Tomás analizó su mano, completamente atónito.
– ¿Un transmisor? -repitió, intentando aún digerir lo que acababa de decirle el ruso-. Pero…, pero ¿cómo? ¿Cómo me han puesto aquí un emisor?
Una sonrisa condescendiente llenó el rostro de Orlov.
– ¿Y, profesor? ¿No se acuerda del día en que lo llamé por primera vez? ¿Se acuerda de eso?
– Sí. Estaba en el hospital, esperando a mi madre.
– ¿Se acuerda de lo que ocurrió esa noche?
El historiador hizo un esfuerzo de memoria.
– ¿Esa noche?
– Sí. ¿No se acuerda de lo que ocurrió?

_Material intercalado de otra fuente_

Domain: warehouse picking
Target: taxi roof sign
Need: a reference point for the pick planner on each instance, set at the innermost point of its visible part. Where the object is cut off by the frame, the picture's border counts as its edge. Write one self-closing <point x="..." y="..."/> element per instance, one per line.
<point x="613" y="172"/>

Usted subió al coche para ir a Lisboa y… ¡pumba!, ¿dónde despertó?
El recuerdo llenó su memoria en ese instante. Vio al hombre de bata blanca y bigote fino al lado de la cama y a la enfermera pecosa justo detrás.
– En la clínica -exclamó-. Desperté en la clínica.
– ¿Y qué estaba haciendo allí?
– Tuve un accidente. Mi coche chocó con un poste.
– ¿Cómo lo sabe? ¿Se acuerda de haber visto el coche chocando con el poste?
– Bien… No, no me acuerdo.
– Entonces, ¿cómo sabe que chocó con el poste?
– Me lo dijeron.
Orlov sonrió, con una expresión sarcàstica que destellaba en sus ojos azules.
– Se lo dijeron, ¿no?
Tomás miró al ruso, vacilante.
– ¿No fue así? ¿No tuve un accidente?
Orlov apuntó a la mano derecha de su prisionero.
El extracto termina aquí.